Memorial of Our Lady of the Rosary
Monday, October 7, 2019
Today, in Mercy, our first reading is from the Book of Jonah, a drama with which we are all familiar. Because of the fantastical nature of the tale, we may tend to read it simply on the level of allegory – the way we might read Aesop’s fables. But there is much spiritual depth to be found in this well-known story.
As I pray with the Jonah passages for these three days, I am using an article by Walter Bruggemann to inform my prayer.
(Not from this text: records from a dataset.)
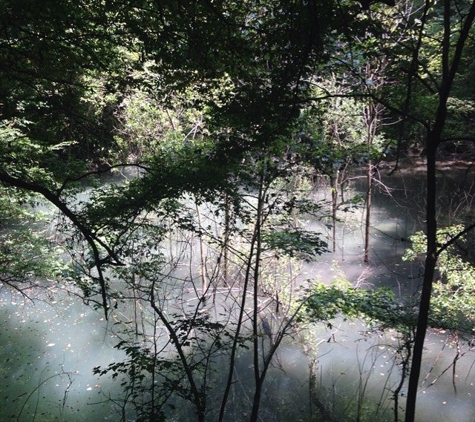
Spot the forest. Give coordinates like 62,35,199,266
0,0,475,422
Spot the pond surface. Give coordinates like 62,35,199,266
0,159,475,422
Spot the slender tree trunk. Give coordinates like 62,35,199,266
406,0,475,422
364,160,373,262
330,170,340,252
406,140,437,422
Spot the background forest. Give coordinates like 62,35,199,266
0,0,475,422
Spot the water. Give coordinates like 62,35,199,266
0,288,123,421
0,160,475,422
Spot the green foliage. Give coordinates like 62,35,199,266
262,229,327,262
0,188,67,291
305,281,416,333
404,225,475,335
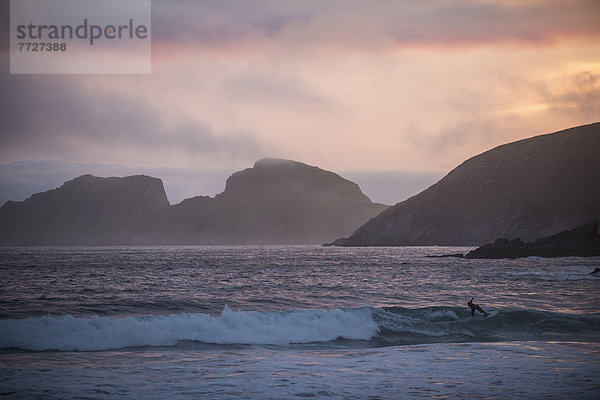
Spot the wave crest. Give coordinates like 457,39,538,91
0,307,378,351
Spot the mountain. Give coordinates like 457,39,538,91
464,221,600,259
0,175,169,245
151,158,387,244
333,123,600,246
0,159,386,245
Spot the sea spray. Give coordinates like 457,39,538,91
0,307,378,351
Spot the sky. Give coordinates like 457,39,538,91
0,0,600,203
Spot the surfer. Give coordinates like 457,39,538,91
467,297,487,317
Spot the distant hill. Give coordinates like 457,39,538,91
0,159,386,245
0,175,169,245
151,159,387,244
334,123,600,246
Since today is the feast of the Holy Rosary, a prayer which has blessed the Church for centuries, Bruggemann’s consideration of Jonah’s prayer caught my attention:
The complexity of (Jonah’s) prayer is reflective of the complexity of all prayer. Prayer purports to be single-minded in its communication with Yahweh. Everyone who prays is complex, given to deception, distortion, and willfulness; our prayers are most often thick with mixed motives, distortions, and exhibits, even if only to the self. There are “saints” who are more mature and more disciplined than this in their prayer. But evidently Jonah is not among those mature, disciplined saints. For that reason his compromising and manipulative maneuvers are highly visible in the prayer. We may spot such maneuvers in his prayer and be driven to reflect on our own acts of seduction in prayer whereby we deceive ourselves, even if God is not deceived.
The Rosary, intended as a contemplation not a recitation, allows us the silence and time to sort out the complexities of our own prayer. It is a prayer not to be rushed. Praying it well requires us to lay aside our busy existence and excuses, and to place ourselves in the stillness of Divine Transparency.
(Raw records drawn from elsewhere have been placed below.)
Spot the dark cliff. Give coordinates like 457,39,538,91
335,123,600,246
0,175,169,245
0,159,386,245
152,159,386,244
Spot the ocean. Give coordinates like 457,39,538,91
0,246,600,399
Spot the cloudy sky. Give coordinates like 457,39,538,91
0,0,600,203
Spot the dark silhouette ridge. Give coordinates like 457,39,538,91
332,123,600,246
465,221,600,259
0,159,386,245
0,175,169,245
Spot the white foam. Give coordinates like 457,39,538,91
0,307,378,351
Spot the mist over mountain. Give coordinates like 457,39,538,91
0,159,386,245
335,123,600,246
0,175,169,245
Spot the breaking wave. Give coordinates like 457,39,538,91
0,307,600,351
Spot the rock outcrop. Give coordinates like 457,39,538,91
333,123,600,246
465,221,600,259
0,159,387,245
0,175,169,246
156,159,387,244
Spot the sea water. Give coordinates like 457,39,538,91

The Rosary invites us to enter more deeply into the truth of Christ’s life, but also into our own. Seen in the light of Mary’s and Jesus’s lives, what is our own life teaching us?
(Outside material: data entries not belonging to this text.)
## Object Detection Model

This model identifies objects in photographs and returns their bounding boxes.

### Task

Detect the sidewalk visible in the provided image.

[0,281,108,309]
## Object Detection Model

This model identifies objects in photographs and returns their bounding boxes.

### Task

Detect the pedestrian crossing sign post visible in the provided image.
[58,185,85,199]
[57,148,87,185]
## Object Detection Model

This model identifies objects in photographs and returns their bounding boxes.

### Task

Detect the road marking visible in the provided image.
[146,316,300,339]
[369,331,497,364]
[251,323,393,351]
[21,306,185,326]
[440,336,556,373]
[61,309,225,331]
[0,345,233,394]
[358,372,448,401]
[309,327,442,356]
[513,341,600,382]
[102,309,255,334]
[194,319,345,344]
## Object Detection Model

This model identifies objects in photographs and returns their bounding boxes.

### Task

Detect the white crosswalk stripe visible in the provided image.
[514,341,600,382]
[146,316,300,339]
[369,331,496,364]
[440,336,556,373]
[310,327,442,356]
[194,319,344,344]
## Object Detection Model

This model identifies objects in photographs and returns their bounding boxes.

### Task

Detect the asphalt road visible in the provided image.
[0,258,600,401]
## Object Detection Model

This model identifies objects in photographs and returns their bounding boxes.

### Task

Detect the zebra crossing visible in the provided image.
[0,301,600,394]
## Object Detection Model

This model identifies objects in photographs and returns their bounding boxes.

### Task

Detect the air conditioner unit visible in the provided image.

So many of us have a Rosary in our drawer or purse that we haven’t touched for a while. Many of these beads were given to us by, or belonged to, someone who loved us – who wished us the blessings that come from its devotion. Perhaps we might like to rekindle our love for the Rosary today while remembering that beloved person. In the drawer beside my bed, my Dad’s well worn rosary is waiting for me.